OUR 9TH YEAR OF PROVIDING PROPRIETARY CAPITAL MARKETS INTELLIGENCE ON THE CANNABIS / HEMP / PSYCHEDELIC SECTORS

Chart of the Week

Chart of the Week

The Viridian Capital Chart of the Week highlights key investment, valuation and M&A trends taken from that week’s Deal Tracker that we believe are impactful for investors, companies and acquirers.

Week ended 08/29/2025

Viridian Capital Chart of the Week: Cannabis Valuations Relative to Other Industries Updated

  • The Viridian Chart of the Week displays Enterprise Value to 2025 consensus EBITDA multiples on the vertical axis, against 2024-2026 Revenue CAGR on the horizontal axis, for fourteen different industry groupings, including Tier 1 & 2 US MSOs and large Canadian LPs.
  • We last explored this topic in the January 24, 2025, Viridian Capital Chart of the Week and wanted to investigate the impact of changing rescheduling expectations on the industry’s relative positioning. Cannabis stocks, as measured by the MSOS ETF, have staged a major rally, rising 57% YTD. In comparison, the S&P500 is only up about 8.15% YTD. Our intuition was that the strong recent rally, occurring amid slowing growth expectations, would result in the cannabis industry looking less undervalued now than it did in January. However, the US Tier 1 and Tier 2 companies are still trading well below the regression line expectations.
  • We used data from 260 companies organized into 14 different industry categories. The assignment of companies into industry groupings follows the work of Aswath Damodaran, a noted finance professor at NYU. Valuation multiples and revenue growth rates were calculated by aggregating all companies in the industry group before calculating the respective ratios.

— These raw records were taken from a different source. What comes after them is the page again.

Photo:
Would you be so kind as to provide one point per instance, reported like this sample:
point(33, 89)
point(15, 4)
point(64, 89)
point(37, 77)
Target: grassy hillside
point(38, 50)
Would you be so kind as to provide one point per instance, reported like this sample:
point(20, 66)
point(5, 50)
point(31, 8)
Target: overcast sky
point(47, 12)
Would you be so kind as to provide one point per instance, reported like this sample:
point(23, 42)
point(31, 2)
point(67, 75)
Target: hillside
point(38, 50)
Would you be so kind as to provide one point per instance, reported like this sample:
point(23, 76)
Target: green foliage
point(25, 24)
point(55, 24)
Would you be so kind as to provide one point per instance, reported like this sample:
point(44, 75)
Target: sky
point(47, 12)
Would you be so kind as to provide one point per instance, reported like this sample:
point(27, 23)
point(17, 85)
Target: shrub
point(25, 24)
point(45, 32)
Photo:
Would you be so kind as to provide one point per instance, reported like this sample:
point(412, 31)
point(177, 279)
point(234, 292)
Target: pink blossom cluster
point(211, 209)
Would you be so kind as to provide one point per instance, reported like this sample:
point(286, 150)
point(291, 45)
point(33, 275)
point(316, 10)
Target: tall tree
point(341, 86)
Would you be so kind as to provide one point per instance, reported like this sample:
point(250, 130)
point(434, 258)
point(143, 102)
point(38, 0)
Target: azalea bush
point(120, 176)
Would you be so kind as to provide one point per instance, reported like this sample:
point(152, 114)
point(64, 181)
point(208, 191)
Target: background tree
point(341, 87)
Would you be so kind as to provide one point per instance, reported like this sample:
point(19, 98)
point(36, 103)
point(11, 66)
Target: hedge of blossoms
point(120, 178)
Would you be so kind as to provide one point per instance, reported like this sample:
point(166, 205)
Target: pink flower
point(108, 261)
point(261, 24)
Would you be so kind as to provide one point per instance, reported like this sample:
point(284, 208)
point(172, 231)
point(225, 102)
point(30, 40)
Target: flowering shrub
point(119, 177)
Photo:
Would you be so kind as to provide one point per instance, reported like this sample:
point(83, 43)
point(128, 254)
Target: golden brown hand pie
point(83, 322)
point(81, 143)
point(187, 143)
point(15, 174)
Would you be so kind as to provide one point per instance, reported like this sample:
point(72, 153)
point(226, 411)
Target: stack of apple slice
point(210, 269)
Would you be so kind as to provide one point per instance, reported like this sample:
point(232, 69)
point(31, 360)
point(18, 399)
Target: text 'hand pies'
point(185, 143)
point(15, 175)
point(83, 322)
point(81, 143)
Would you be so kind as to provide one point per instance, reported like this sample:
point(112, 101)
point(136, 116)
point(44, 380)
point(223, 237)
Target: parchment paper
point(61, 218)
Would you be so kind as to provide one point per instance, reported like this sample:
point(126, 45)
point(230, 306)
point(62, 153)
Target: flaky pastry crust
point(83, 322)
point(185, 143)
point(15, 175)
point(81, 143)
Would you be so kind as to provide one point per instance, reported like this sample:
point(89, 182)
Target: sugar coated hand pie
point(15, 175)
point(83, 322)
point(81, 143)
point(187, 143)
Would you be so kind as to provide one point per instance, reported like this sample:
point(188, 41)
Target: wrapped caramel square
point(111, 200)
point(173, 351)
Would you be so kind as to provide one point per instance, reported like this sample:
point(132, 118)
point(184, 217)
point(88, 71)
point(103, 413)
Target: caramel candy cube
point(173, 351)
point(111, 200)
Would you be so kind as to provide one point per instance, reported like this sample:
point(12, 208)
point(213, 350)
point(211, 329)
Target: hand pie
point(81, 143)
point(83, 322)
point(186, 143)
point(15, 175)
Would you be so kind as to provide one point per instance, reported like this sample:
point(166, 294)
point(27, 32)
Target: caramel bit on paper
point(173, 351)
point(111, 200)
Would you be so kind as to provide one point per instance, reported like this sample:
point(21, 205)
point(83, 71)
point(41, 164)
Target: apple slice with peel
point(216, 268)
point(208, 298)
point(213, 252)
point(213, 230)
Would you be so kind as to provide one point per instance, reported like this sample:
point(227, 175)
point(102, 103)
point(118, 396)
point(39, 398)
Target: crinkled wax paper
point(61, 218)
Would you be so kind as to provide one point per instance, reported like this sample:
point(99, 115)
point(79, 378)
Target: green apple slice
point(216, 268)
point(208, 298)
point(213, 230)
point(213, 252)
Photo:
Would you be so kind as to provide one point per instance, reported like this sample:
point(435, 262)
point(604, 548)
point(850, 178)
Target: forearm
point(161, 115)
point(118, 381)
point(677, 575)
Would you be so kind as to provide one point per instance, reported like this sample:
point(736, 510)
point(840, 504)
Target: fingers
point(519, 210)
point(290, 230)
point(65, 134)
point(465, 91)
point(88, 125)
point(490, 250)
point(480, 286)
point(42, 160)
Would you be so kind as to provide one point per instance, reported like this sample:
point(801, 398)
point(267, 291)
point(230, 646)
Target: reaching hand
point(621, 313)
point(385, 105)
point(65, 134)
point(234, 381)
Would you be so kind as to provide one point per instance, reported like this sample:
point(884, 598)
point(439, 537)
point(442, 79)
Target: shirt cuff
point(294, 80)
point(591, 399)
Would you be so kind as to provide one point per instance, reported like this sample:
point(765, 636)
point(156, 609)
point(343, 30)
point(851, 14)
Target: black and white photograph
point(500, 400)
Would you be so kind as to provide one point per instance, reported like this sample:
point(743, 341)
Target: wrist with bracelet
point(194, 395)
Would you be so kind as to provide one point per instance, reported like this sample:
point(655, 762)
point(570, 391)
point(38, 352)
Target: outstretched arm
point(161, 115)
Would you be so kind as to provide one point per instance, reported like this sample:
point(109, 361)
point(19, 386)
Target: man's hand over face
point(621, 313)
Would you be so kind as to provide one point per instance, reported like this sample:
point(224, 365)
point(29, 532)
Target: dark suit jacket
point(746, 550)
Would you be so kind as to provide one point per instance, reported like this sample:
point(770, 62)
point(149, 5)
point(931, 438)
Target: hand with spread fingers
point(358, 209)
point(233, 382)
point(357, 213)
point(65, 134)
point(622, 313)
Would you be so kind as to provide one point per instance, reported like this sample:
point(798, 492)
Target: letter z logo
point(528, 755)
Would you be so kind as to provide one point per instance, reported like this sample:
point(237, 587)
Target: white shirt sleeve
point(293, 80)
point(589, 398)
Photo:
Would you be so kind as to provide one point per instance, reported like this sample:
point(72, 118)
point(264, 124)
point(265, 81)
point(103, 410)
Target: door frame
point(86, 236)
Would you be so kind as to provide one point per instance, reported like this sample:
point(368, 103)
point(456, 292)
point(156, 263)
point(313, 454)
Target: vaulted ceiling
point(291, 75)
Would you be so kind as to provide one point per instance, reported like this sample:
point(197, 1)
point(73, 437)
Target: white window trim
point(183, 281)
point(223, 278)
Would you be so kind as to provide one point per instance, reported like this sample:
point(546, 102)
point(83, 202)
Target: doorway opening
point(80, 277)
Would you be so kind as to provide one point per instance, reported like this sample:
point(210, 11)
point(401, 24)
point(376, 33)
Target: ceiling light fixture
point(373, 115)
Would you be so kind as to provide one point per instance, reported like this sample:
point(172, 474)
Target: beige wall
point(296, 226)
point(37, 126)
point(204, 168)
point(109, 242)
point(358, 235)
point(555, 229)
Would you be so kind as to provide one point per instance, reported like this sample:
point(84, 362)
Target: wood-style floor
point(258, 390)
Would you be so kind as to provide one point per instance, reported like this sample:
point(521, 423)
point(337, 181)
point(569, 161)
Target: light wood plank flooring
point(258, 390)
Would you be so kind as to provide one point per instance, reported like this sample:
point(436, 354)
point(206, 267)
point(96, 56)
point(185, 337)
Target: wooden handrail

Cannabis sectors are represented on the chart in green circles. The seven Tier 1 US MSOs are expected to have a 0.91% compounded revenue growth rate for the 2024-2026 period, down from approximately 5% when we conducted this analysis in January. Tier 2 MSOs have a lower expected growth rate of -1.7%.
  • The Tier 1 group has a 7.03x EV/ 2025 EBITDA multiple (compared to 4.16x in January 2025) is significantly lower than any other industry group despite its expected 2025 EBITDA margin of 27.1%, the fourth-highest behind Tobacco (49.4%), Pharmaceuticals (40.4%), and Healthcare Products (27.8%). Large Canadian LPs appear to be fairly valued at 15.7x, more than twice the valuation of their US counterparts.
  • We note that US cannabis EBITDA is not strictly comparable to that of other sectors due to the impact of Section 280E. Deflating EBITDA by .7 to account for relative tax treatments (admittedly a very rough approximation) would produce a 10.1x multiple, still around 2 points lower than the regression estimate. The remaining gap is likely related to the sector’s low liquidity stemming from trading on junior exchanges. Support for this view comes from the fact that the large Canadian LPs are trading close to the predicted line.
  • We expect S3 to add around three points to the trading multiples of the Tier 1 MSOs, but it will still require banking reform and possibly an attorney general letter to achieve the rest of the re-rating.